Wie wollen Sie das realisieren?

Mosimann: Um die lokalen Märkte mit angepassten Produkten beliefern zu können, müssen wir nicht nur vor Ort produzieren, sondern auch Produkte vor Ort entwickeln. Konkret heisst das, dass wir in erster Linie und aus eigener Kraft die eigenen Standorte ausbauen und zusätzlich mit gezielten Akquisitionen ergänzen werden.

Sie können mit einem noch so ausgeklügelten Krisenmanagement entscheidende Faktoren nicht beeinflussen, welche die Hauptsparten von Bucher prägen - etwa in der Landwirtschaft. Der Rationalisierungsdruck ist gewaltig.

Mosimann: Dazu eine einfache Überlegung: Es gilt, eine rasant wachsende Weltbevölkerung zu ernähren. Dazu müssen entweder die Erträge pro Hektare verdoppelt werden oder es muss mehr Kulturland erschlossen werden. Das verfügbare Kulturland ist beschränkt, weil wir ja nicht noch mehr Regenwälder abholzen wollen und gewisse Gebiete sich nicht für die Landwirtschaft eignen. Fruchtbare Böden und genügend Wasser sind Voraussetzungen, die nicht überall gegeben sind. Somit bleibt uns nur eine umweltschonende Produktivitätssteigerung pro Hektare. Dazu gehört besseres Saatgut, das resistenter gegen Parasiten ist und weniger Wasser verbraucht, Dünge- und Pflanzenschutzmittel, die gezielter eingesetzt werden, sowie eine höhere Mechanisierung der Landwirtschaft. Bei den letzten beiden Punkten leisten wir einen wichtigen Beitrag.

Warum sollen Landwirte Bucher-Maschinen kaufen?

Mosimann: Breitere Maschinen und höhere Fahrgeschwindigkeiten auf dem Feld, Reduktion von drei Arbeitsgängen - Bodenbearbeitung, Säen und Düngen - auf einen. Dies mit einer kombinierten Maschine und GPS-gesteuerten Pflanzenschutzspritzen, was den Pestizideinsatz minimiert.

Wie sehen die langfristigen Auftragsaussichten in dieser Sparte aus?

Mosimann: Langfristig betrachtet sind wir sehr zuversichtlich. 2010 wird jedoch für die Landmaschinenhersteller schwierig bleiben, obwohl die Auftragseingänge zunehmen. In den USA ist die Talsohle durchschritten; in Europa dürfte das Mitte Jahr der Fall sein. In Osteuropa wird es jedoch länger dauern, obwohl dort der Nachholbedarf gross ist, aber es hapert bei der Kreditvergabe, und die Wechselkurse für diese Währungen sind sehr schlecht.
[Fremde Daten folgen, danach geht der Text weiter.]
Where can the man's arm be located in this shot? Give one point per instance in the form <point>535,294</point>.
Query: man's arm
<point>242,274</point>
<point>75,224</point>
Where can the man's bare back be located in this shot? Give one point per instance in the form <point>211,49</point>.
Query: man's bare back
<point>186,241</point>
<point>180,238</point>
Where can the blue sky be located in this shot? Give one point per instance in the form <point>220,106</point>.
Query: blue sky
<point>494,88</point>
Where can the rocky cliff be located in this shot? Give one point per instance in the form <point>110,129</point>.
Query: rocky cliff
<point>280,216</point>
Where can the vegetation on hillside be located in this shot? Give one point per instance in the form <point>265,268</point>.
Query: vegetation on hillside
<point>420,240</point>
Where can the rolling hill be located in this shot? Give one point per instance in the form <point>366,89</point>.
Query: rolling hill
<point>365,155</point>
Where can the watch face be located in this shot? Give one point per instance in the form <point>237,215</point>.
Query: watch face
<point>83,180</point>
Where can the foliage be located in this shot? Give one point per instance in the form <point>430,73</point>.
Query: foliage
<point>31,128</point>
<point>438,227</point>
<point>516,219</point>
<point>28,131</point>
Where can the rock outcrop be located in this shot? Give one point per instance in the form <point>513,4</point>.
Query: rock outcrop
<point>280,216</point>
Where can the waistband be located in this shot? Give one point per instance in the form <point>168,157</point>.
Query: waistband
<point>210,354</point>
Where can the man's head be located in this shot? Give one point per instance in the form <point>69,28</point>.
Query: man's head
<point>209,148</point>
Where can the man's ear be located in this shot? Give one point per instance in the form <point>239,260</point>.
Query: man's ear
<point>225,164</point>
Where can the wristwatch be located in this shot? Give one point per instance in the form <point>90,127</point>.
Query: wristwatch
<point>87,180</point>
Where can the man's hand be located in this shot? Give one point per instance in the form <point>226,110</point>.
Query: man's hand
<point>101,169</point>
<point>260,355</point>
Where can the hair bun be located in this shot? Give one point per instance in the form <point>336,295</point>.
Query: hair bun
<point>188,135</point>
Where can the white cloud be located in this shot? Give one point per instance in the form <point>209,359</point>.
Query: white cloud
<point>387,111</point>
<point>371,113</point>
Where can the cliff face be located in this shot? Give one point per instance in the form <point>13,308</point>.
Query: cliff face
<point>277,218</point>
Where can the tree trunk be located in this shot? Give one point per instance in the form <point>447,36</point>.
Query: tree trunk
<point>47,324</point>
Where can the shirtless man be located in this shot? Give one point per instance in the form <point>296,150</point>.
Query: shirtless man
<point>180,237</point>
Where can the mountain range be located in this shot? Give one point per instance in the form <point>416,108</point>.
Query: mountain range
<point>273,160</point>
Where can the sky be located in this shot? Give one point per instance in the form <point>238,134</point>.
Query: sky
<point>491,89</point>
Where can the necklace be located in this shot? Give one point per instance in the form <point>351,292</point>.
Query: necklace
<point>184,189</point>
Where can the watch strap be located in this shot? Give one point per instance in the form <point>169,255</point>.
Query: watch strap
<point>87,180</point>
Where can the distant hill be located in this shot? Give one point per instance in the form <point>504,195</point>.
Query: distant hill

Wie sehen die Zukunftsaussichten bei der Nummer zwei, den Kommunalfahrzeugen, aus, wo die Beschaffung unter dem enormen Spardruck der öffentlichen Haushalte leidet?

Mosimann: Für saubere Städte sowie eis- und schneefreie Strassen braucht es Kommunalfahrzeuge. Projekte können nicht ewig aufgeschoben werden. Trotzdem machen uns die Verschuldung und die tieferen Steuereinnahmen der Kommunen Sorge. Bis heute haben wir dies noch nicht zu spüren bekommen. Wir erwarten einen ähnlichen Umsatz wie 2009.

Die Strassen können auch noch mit «alten» Maschinen gekehrt werden.

Mosimann: Nur teilweise, denn durch Produktinnovation kann die Modernisierung beschleunigt werden. Stichworte dazu sind weniger Abgas, Lärm, Staub. Dazu ein Beispiel: Wir haben ein emissionsfreies Kehrfahrzeug entwickelt, das auf der Basis von Brennstoffzellen mit Wasserstoff funktioniert. Auf dem Weg zur 2000-Watt-Gesellschaft und mit neuen Umweltauflagen werden Kommunen nicht darum herumkommen, ihren Fahrzeugpark in dieser Richtung zu erneuern.